Here too the modern economists, who advance such theories, probably do so merely in order to bring the law of wage into correspondence with the general law of the price of commodities. In one as in the other, they start with the false assumption of a fundamental opposition between costs and utility, and wish to find value between the “upper margin of utility” and the “under margin of costs.” But even supposing such an opposition did exist, it would not at all events be in the least applicable to labour. It is not possible to force labour into all the economic categories in which material goods by their nature are placed. A producible article is a good, that is, a useful thing—in two respects; firstly, in virtue of its effects—the effects in which it is “of use”; and, secondly, in virtue of its origin and upkeep, in which respects it is materially a matter of property. Labour can only be regarded as a thing in the former respect: in respect of its useful effects the economic use of labour may and ought to be considered. In the latter respect, labour is an affair of persons, and its origin and upkeep cannot be decided by purely economic considerations. It is overstepping the permissible sphere of economic control when the attempt is made to interfere with the personality of the labourer without regard to other considerations; and economic theory goes beyond its sphere when it claims to explain the facts of personal life exclusively by economic considerations.1
the cost theories
I have hitherto almost entirely refrained from criticising outside theories of value. Up to this point, the subject of costs, none of these contains any foreign element whatever. What renders them inadequate is chiefly their inadequate explanation of the true elements of value. Should I have succeeded—as I scarcely dare hope—in proving beyond dispute the theory to which I have given my adhesion, all other theories in themselves are thereby confuted, inasmuch as it completes what they began. Where they have said only half, the whole has been said; where they have only approximated to truth, the truth itself has been found. But it is otherwise —though of course only in the case of some of them,—with those theories which derive the value of goods from costs. They appeal to a foreign element which does not lie in the path I have chosen to follow, and must therefore be dealt with, as it were, on a bye-path of criticism. At the same time, it must be said that this foreign element contains so much that is plausible, that there would be a presumption against any one who passed it by without remark, and a suspicion that his statement did not embrace the entire truth.
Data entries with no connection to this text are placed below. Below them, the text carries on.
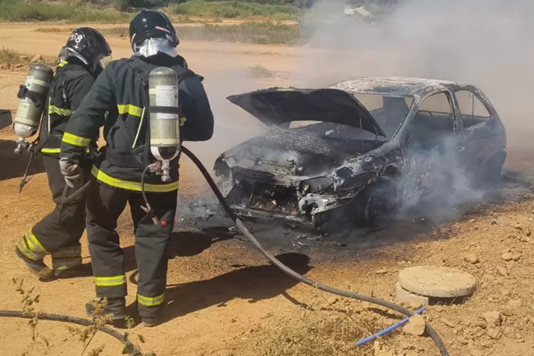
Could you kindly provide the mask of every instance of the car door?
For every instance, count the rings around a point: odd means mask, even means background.
[[[422,100],[401,140],[404,157],[405,204],[451,188],[454,162],[465,140],[456,130],[452,96],[448,91]]]
[[[500,137],[493,130],[490,110],[474,90],[463,88],[456,90],[454,96],[466,137],[464,162],[466,172],[474,177],[496,153],[493,143]]]

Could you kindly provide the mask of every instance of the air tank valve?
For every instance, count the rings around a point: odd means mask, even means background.
[[[162,181],[169,182],[169,162],[180,152],[178,76],[172,68],[157,68],[150,72],[148,88],[150,152],[161,163]]]
[[[17,94],[20,98],[19,108],[13,120],[13,129],[19,136],[16,141],[15,153],[32,147],[25,140],[35,135],[39,129],[53,77],[53,70],[49,66],[43,63],[32,64],[26,83],[20,86]]]

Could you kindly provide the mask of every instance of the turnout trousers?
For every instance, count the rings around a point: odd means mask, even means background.
[[[66,270],[82,263],[80,239],[85,229],[85,199],[81,196],[61,209],[61,196],[66,184],[59,159],[43,155],[43,163],[56,207],[26,233],[16,247],[31,261],[42,261],[45,256],[52,255],[52,268]],[[84,172],[88,177],[88,170]]]
[[[137,310],[152,317],[160,310],[167,286],[167,250],[172,233],[177,192],[147,193],[159,221],[154,223],[141,193],[91,183],[87,202],[87,235],[98,298],[121,298],[127,294],[124,251],[115,230],[117,220],[129,203],[135,236],[137,263]]]

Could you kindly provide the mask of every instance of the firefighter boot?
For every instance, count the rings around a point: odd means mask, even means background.
[[[103,299],[94,300],[85,304],[85,313],[88,316],[95,318],[100,315],[101,316],[110,315],[108,320],[110,323],[114,323],[119,320],[123,320],[126,318],[126,298],[108,298],[108,303],[102,310]]]
[[[52,253],[52,268],[58,278],[72,278],[93,276],[90,263],[82,264],[80,244],[62,248]]]
[[[31,258],[31,255],[25,255],[19,248],[19,245],[15,247],[15,253],[17,257],[24,262],[29,271],[37,276],[40,281],[48,281],[54,279],[53,271],[45,264],[43,258],[38,258],[38,259],[35,260]]]

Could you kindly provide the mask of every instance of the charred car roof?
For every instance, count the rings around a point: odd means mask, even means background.
[[[328,88],[347,92],[392,96],[421,96],[429,91],[468,86],[461,83],[422,78],[367,77],[344,80]]]
[[[323,121],[348,125],[386,137],[372,115],[342,89],[271,88],[226,98],[265,124]]]

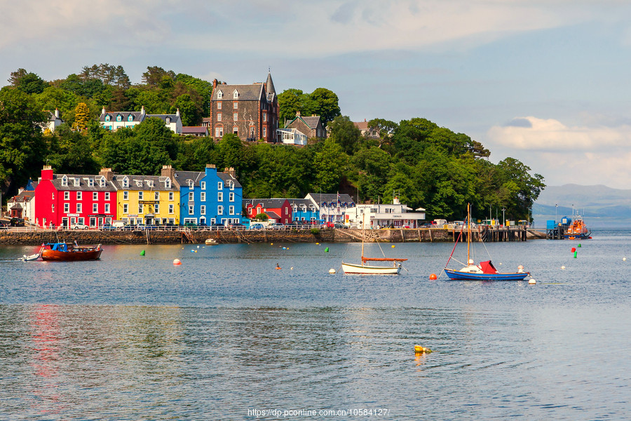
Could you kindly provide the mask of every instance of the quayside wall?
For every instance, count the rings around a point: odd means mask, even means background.
[[[466,233],[463,233],[466,235]],[[460,232],[445,229],[322,229],[276,230],[213,231],[29,231],[0,232],[0,246],[39,245],[42,243],[75,241],[79,244],[179,244],[202,243],[206,239],[219,243],[330,243],[330,242],[454,242]],[[480,230],[472,232],[473,241],[524,241],[535,238],[525,229]],[[544,237],[545,238],[545,236]],[[466,241],[463,236],[461,241]]]

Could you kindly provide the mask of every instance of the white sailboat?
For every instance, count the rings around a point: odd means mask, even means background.
[[[391,258],[367,258],[364,256],[364,237],[365,236],[366,224],[365,213],[362,219],[362,262],[360,265],[344,263],[342,262],[342,271],[345,274],[360,274],[375,275],[398,275],[401,272],[401,262],[407,259]],[[383,253],[383,251],[381,252]],[[388,266],[376,266],[370,265],[370,262],[389,262]]]

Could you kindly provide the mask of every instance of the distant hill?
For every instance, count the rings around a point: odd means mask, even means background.
[[[571,216],[573,208],[590,228],[631,227],[631,189],[575,184],[545,187],[532,207],[535,226],[545,227],[555,212],[557,220]]]

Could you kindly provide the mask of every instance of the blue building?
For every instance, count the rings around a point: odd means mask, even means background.
[[[167,167],[163,171],[170,169]],[[181,224],[241,222],[243,193],[234,168],[218,173],[214,165],[208,164],[203,173],[170,171],[179,186]]]

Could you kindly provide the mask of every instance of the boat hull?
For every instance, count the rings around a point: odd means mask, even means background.
[[[353,265],[342,262],[342,271],[345,274],[365,275],[398,275],[401,272],[401,265],[396,266],[368,266],[367,265]]]
[[[89,251],[58,251],[57,250],[43,250],[41,251],[41,260],[64,262],[96,260],[101,257],[102,251],[103,250],[101,248]]]
[[[445,273],[452,281],[523,281],[530,274],[516,272],[513,274],[473,274],[452,269],[445,269]]]

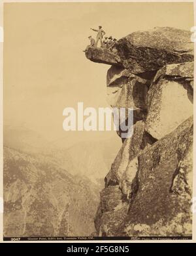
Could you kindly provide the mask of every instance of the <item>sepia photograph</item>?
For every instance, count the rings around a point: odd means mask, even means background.
[[[3,7],[3,241],[192,241],[193,2]]]

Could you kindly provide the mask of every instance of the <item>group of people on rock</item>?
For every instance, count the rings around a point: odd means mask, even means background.
[[[97,47],[99,41],[100,41],[101,47],[103,48],[110,48],[117,41],[116,38],[112,38],[112,36],[110,36],[109,37],[105,36],[105,39],[103,41],[103,36],[105,35],[105,32],[103,30],[101,26],[99,26],[98,30],[94,28],[91,28],[91,30],[97,32],[97,40],[95,41],[92,36],[90,35],[88,38],[90,41],[90,45],[88,45],[86,50],[83,51],[84,52],[86,52],[89,47]]]

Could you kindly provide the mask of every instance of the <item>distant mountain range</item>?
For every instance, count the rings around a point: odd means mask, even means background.
[[[36,133],[9,127],[4,146],[5,236],[95,232],[103,178],[118,151],[112,141],[51,148]]]

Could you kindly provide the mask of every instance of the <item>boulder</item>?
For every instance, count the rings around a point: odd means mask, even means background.
[[[168,65],[154,77],[147,96],[145,130],[160,139],[193,114],[193,62]]]
[[[122,66],[118,55],[106,48],[89,47],[86,52],[86,56],[94,62]]]
[[[193,61],[191,32],[170,27],[138,31],[110,49],[90,47],[90,60],[129,69],[133,74],[157,70],[167,64]]]
[[[191,236],[193,118],[139,156],[129,212],[118,235]]]

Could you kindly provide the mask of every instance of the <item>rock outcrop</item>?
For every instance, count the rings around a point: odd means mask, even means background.
[[[90,48],[112,65],[107,100],[133,110],[133,134],[109,173],[95,218],[101,236],[191,236],[193,43],[189,32],[155,28]],[[118,132],[121,137],[121,131]]]

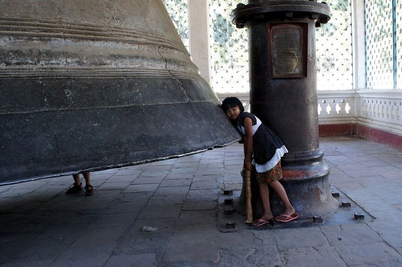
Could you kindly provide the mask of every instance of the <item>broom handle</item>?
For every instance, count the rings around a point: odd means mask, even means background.
[[[246,176],[246,220],[244,222],[253,222],[253,207],[251,206],[251,172],[246,169],[244,171]]]

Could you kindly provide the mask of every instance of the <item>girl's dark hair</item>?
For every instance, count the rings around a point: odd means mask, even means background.
[[[239,98],[235,97],[234,96],[229,96],[224,99],[222,101],[222,105],[221,106],[221,107],[222,108],[222,110],[226,112],[226,111],[231,107],[234,107],[236,106],[239,107],[241,112],[244,111],[244,107],[243,106],[243,103],[239,100]]]

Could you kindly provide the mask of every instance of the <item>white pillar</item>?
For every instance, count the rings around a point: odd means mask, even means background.
[[[364,1],[352,0],[352,49],[353,89],[366,88]]]
[[[188,1],[189,52],[201,77],[211,84],[209,1]]]

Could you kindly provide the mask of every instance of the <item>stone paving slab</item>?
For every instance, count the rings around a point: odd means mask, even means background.
[[[238,144],[92,173],[90,197],[65,194],[71,176],[0,187],[0,265],[402,265],[402,152],[353,137],[320,146],[331,189],[352,207],[320,223],[225,217],[224,198],[242,185]]]

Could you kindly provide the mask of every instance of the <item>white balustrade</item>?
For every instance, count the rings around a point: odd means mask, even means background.
[[[222,101],[236,96],[249,110],[249,93],[219,93]],[[402,136],[402,90],[318,91],[319,123],[358,123]]]

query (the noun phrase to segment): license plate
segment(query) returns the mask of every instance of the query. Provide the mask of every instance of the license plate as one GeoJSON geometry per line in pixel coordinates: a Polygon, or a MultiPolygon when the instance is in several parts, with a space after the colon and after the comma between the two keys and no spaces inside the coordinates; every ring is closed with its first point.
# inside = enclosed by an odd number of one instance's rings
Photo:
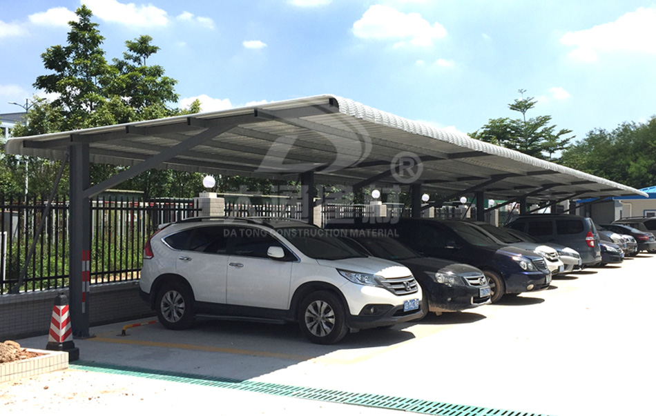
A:
{"type": "Polygon", "coordinates": [[[403,302],[403,312],[414,310],[419,308],[419,299],[412,299],[403,302]]]}

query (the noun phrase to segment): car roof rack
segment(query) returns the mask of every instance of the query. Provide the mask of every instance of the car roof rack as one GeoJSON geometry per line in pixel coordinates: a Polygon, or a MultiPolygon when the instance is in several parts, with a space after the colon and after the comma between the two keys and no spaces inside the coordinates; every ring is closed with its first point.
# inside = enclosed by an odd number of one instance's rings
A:
{"type": "Polygon", "coordinates": [[[273,226],[270,221],[280,221],[280,222],[290,222],[290,223],[298,223],[299,224],[302,225],[309,225],[307,222],[305,222],[300,219],[296,219],[295,218],[284,218],[284,217],[224,217],[224,216],[206,216],[206,217],[190,217],[189,218],[185,218],[184,219],[179,219],[175,221],[175,224],[184,224],[189,222],[202,222],[203,221],[213,220],[213,219],[223,219],[230,221],[235,222],[243,222],[249,224],[255,224],[259,226],[264,226],[270,228],[273,228],[273,226]]]}

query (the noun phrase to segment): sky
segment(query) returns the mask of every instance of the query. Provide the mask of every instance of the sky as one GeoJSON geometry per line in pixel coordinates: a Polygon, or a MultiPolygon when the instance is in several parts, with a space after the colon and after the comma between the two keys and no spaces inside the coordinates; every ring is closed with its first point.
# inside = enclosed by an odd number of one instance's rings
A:
{"type": "Polygon", "coordinates": [[[537,103],[577,139],[656,115],[656,3],[634,0],[3,0],[0,113],[22,110],[82,3],[122,58],[148,63],[204,111],[321,94],[465,133],[537,103]]]}

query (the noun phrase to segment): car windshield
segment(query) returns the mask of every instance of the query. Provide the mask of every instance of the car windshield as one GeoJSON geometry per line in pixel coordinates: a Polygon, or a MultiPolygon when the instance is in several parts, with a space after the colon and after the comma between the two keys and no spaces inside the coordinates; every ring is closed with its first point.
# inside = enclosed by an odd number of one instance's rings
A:
{"type": "Polygon", "coordinates": [[[340,260],[365,257],[330,230],[314,227],[285,227],[276,230],[304,255],[320,260],[340,260]]]}
{"type": "Polygon", "coordinates": [[[372,237],[354,239],[372,255],[387,260],[407,260],[419,257],[412,250],[389,237],[372,237]]]}
{"type": "Polygon", "coordinates": [[[488,232],[492,234],[492,237],[501,241],[503,241],[503,243],[505,243],[506,244],[523,242],[523,240],[522,240],[521,238],[513,235],[503,228],[499,228],[499,227],[495,227],[494,226],[488,224],[479,224],[479,226],[488,232]]]}
{"type": "Polygon", "coordinates": [[[517,230],[513,230],[512,228],[508,228],[508,232],[513,235],[516,235],[517,238],[521,239],[523,241],[528,241],[529,243],[537,243],[538,241],[533,238],[532,236],[530,236],[525,232],[522,232],[521,231],[518,231],[517,230]]]}
{"type": "Polygon", "coordinates": [[[499,241],[494,240],[484,231],[470,224],[463,222],[452,221],[448,223],[448,226],[453,230],[461,239],[474,246],[483,247],[496,247],[499,245],[499,241]]]}

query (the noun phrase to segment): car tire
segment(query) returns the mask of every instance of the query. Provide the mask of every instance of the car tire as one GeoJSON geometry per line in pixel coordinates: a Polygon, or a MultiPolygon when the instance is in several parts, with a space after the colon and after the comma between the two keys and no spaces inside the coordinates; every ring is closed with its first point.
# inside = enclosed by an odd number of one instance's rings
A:
{"type": "Polygon", "coordinates": [[[184,329],[193,323],[193,296],[184,284],[167,283],[157,293],[157,318],[168,329],[184,329]]]}
{"type": "Polygon", "coordinates": [[[483,270],[485,279],[490,284],[490,291],[492,293],[490,299],[492,303],[498,302],[505,293],[505,283],[496,272],[483,270]]]}
{"type": "Polygon", "coordinates": [[[303,335],[314,344],[335,344],[349,330],[342,301],[325,290],[311,293],[303,299],[298,309],[298,324],[303,335]]]}

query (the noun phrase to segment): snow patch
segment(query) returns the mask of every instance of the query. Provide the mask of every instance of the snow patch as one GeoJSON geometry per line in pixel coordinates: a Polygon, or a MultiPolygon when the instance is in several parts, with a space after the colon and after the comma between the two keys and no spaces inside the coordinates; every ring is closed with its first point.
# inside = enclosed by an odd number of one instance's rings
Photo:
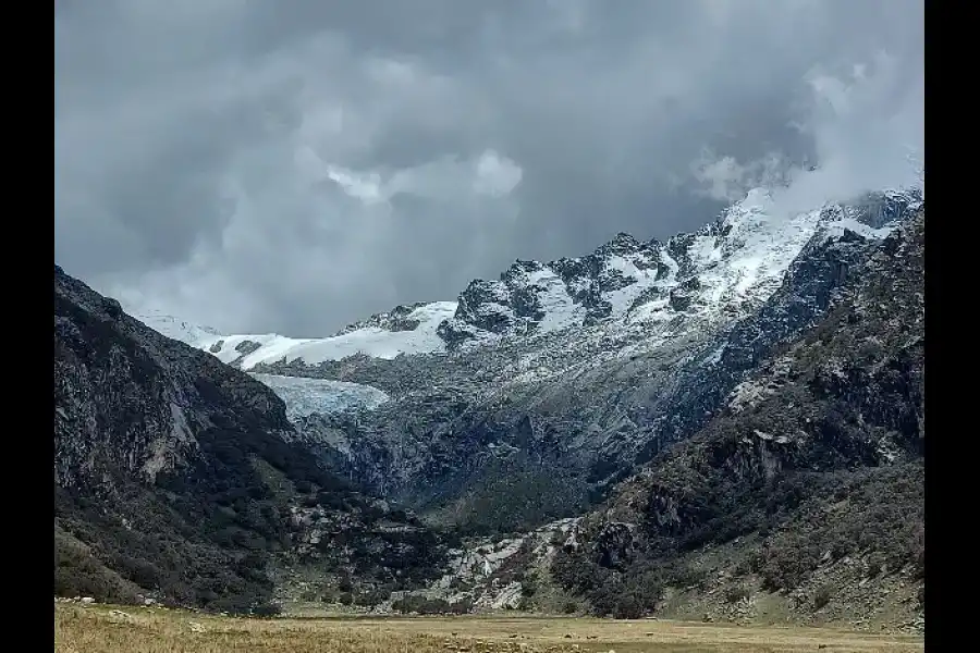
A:
{"type": "Polygon", "coordinates": [[[315,412],[328,415],[362,408],[373,410],[390,398],[377,387],[359,383],[279,374],[252,375],[285,402],[286,417],[290,419],[315,412]]]}

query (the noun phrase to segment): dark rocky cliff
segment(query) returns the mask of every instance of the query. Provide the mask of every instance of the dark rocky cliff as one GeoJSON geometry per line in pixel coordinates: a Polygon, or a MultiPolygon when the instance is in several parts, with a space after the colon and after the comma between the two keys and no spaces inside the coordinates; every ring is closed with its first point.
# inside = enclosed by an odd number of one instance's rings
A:
{"type": "Polygon", "coordinates": [[[266,385],[57,267],[53,477],[56,594],[271,609],[277,569],[373,591],[424,580],[442,555],[321,469],[266,385]]]}

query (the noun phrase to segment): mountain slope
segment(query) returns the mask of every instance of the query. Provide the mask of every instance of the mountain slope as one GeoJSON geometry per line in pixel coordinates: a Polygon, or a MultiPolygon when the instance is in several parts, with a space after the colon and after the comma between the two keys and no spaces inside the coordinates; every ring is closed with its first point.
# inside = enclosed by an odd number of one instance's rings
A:
{"type": "Polygon", "coordinates": [[[388,393],[375,410],[301,423],[326,459],[385,496],[481,532],[573,516],[700,428],[921,204],[879,194],[781,221],[764,199],[666,244],[621,236],[589,257],[474,282],[439,328],[458,336],[448,354],[255,369],[388,393]],[[547,270],[591,295],[554,308],[547,270]],[[544,305],[554,310],[542,318],[534,306],[544,305]],[[558,315],[572,317],[552,329],[558,315]]]}
{"type": "Polygon", "coordinates": [[[266,385],[58,267],[53,477],[61,595],[256,609],[283,567],[402,587],[443,551],[318,466],[266,385]]]}
{"type": "Polygon", "coordinates": [[[257,373],[383,392],[321,395],[323,410],[296,415],[302,438],[434,520],[526,530],[574,516],[695,433],[921,204],[884,192],[783,219],[756,190],[695,233],[518,261],[456,303],[400,307],[329,338],[216,336],[207,348],[257,373]],[[351,342],[405,338],[425,346],[347,356],[351,342]]]}
{"type": "Polygon", "coordinates": [[[556,556],[598,613],[921,624],[924,208],[556,556]]]}

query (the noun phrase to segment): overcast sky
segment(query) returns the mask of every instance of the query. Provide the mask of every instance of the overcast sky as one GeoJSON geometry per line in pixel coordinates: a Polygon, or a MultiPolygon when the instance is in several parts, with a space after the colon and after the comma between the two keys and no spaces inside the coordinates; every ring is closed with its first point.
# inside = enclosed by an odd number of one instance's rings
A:
{"type": "Polygon", "coordinates": [[[922,30],[922,0],[61,0],[56,260],[318,336],[775,177],[787,210],[906,183],[922,30]]]}

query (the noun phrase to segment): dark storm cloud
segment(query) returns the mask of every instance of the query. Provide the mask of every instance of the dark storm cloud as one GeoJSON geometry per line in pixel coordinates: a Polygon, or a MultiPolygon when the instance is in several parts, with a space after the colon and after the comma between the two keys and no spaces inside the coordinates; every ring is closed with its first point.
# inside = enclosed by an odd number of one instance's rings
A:
{"type": "Polygon", "coordinates": [[[322,335],[924,147],[921,0],[63,1],[54,34],[59,262],[226,331],[322,335]]]}

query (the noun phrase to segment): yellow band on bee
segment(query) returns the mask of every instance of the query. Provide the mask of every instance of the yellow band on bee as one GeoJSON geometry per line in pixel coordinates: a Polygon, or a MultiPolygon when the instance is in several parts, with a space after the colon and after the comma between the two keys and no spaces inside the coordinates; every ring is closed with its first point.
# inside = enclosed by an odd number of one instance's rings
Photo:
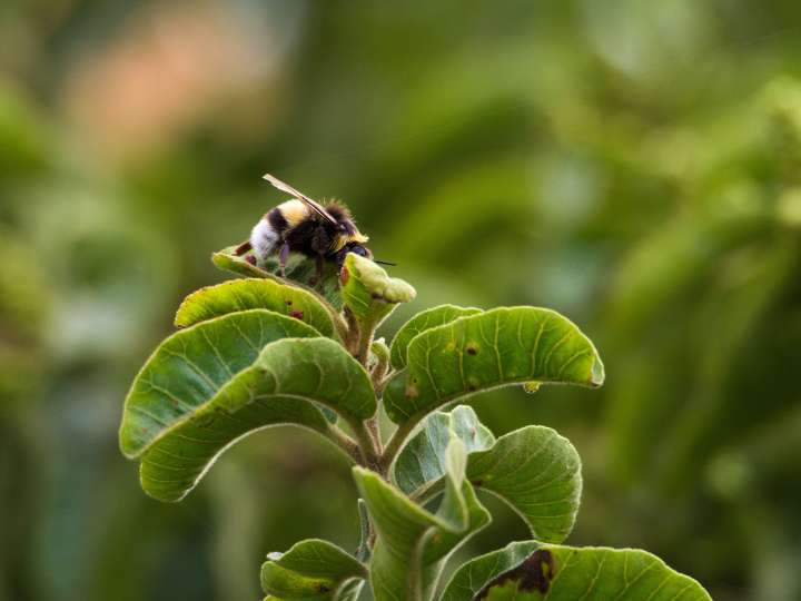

As I said, it is only some of the theories of costs with which we are here concerned.
All such theories have this one point in common, that they place costs and utility in opposition to each other, and explain them as dissimilar principles of value. They differ, however, in their manner of treating the principle of costs. Some limit themselves to collating the individual elements of costs, and showing their influence upon value, without answering, or even bringing up, the essential and fundamental question as to what costs really are, and whence they obtain their influence and economic importance. Criticism of these theories is superfluous. They contain no error to criticise. Their fault lies in their silence; in their stopping short at the very heart of the subject.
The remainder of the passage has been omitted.